When I ask that question (“why did you decide to seek therapy?” or whatever), the point isn’t that my client needs to prove that they really need therapy or that they have a good reason to be there. It’s supposed to be a good opening, so that the client can talk about whatever’s most important and relevant to them right now. What I want to know is: what’s been going on for you in your life (mostly in the present, but sometimes talking about the past is important too) that’s caused you to feel like you need some outside assistance to get back where you want to be? That question is complicated, and will take longer than a few sentences to explain- and that’s okay with me. It’s nice when someone can start with something condensed so I get the big picture (“I’ve been really stressed out at work and it’s really affecting my sleep and my marriage”) before they go into the details but ultimately, I need to know the details.

So I’d really encourage you not to worry about being about to articulate how therapy is going to help you specifically- it’s our job to figure out how to make therapy helpful.
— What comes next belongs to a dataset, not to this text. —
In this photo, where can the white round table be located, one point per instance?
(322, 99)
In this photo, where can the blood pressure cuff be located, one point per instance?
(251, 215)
Instead, focus on what’s going on for you leading you to seek services. It’s okay if that’s a bit disjointed, and if it takes awhile. It’s totally common that people aren’t sure where to start and need some time to compose their thoughts. It’s great if you can summarize your reasons for coming in, but what I really appreciate is people who come in when they need to and are willing to talk about what’s going on. I hope that helps!

Anonymous asked:

I don't know how to really put it but I have a hard time understanding how other people feel like most of the time I find they're problems pointless and I feel very few connections and I feel the same away about my problems but I feel it's more important to have better understanding of other people is more important, any idea of what this really is or how to change it?

I can’t give individualized treatment or diagnostic advice. I really encourage you to seek treatment with a competent professional in your area if you are concerned.

Based on your description, I think it could potentially be a lot of things. Since I don’t know you and I’m not your mental health provider, I can’t give you an accurate idea of what is most likely going on. I really do recommend that you see someone you trust in your area. Given your question, I would recommend getting a diagnostic assessment from a clinical psychologist- you can explain your concerns and ask for recommendations. Once they do the assessment, they will be able to tailor their recommendations based on what they understand about you in particular, so the recommendations are most likely to be beneficial for you. I hope that’s helpful!

cognitivedefusion asked:

I'm curious: do you know how common it is for the onset of pretty severe psychosis (intense hallucinations/delusions) to NOT be preceded by any detectable prodromal phase at all? In fact, not just a lack of a prodromal phase, but actually above-average social/cognitive/emotional functioning. This being a rather acute onset in, say, the early 20s.

Take a look at this study, for example. Exactly 0 of the healthy controls ever became psychotic. That study and others have found that the prodromal phase and other overlapping constructs (like schizotypy) do a really good job of identifying risk of a psychotic episode. A person who truly was high functioning in all the domains and then became psychotic is extraordinarily rare. In those cases, my guess would be that it was caused by an external stressor- probably substances or a medical condition.